I've been craving clam chowder and asked my dad to dig out his recipe for me. He made a photocopy of the recipe, wrote “Grandpa’s Clam Chowder “ across the top, and then gave me step by step instructions for making this really simple dish. He even recommended I come over for cooking lessons. I am pretty competent in the kitchen, but as my Dad thinks his Mabel is a bit ditzy he feels obligated to educate her at every opportunity.

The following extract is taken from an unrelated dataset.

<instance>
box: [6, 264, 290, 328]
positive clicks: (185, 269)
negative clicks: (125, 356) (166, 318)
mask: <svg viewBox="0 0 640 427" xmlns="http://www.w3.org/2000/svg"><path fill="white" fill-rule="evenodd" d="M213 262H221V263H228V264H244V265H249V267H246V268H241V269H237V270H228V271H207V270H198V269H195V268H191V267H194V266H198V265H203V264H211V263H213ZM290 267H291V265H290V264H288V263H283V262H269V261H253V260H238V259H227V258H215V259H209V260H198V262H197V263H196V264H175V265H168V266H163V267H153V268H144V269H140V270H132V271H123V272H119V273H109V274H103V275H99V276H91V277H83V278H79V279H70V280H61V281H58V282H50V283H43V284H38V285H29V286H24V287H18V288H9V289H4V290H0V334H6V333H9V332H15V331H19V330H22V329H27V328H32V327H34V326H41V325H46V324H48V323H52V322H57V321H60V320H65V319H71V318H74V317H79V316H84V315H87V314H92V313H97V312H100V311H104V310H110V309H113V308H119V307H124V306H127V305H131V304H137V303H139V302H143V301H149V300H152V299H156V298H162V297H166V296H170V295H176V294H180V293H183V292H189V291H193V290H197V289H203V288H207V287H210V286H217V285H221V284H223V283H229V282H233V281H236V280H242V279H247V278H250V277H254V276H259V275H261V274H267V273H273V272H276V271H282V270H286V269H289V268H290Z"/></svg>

This evening I finally got around to making “Grandpa’s Chowder” after calling Dad to make sure I was reading the recipe right. The photocopy was faint and hard to read. Again the offer of a cooking lesson came up. And again he was giving me step by step instructions which he followed up with, “Don’t do it like Dad says in his column. He never made it that way.” To back track a bit, my aunt gave me a copy of all of my Grandpa’s cooking columns when I was married. I read the column and they are different but get you to the same place.
Today was the perfect day for a good chowder or soup: a little snow falling, the windows steaming up from the chowder simmering on the stove, and homemade bread stolen from Grumpy’s Restaurant (Dad’s house) yesterday. I modified the amount of potatoes and clams to my own taste and the final result was wonderful.
Grandpa’s Clam Chowder – aka: New England Clam Chowder
¼ lb salt pork, cut into ¼ in dice or 4 to 5 slices of bacon; chopped
1 cup finely chopped onion
3 cups cold water
4 cups potatoes cut into ¼ inch dice
2- 8oz cans chopped (or minced) clams (about 2 cups)
2 cups half and half or light cream
1/8 tsp thyme
Fresh ground black pepper
2 tbls soft butter
On high heat, fry the diced pork in 2 quart sauce pan; stirring constantly for about 3 minutes until a thin film of fat covers the pan. Reduce heat. Stir in onion, cook together for five minutes longer. When the pork and onions turn a light golden brown, add 3 cups of water and diced potatoes. Bring to a boil over high heat, then reduce heat and simmer with pan half covered for about 15 minutes or until potatoes are fork tender. Add clams and their juices, the cream, and thyme. Heat almost to boiling – do not boil. Season with salt and pepper or Old Bay Seasoning. Stir in butter and sprinkle with paprika when serving.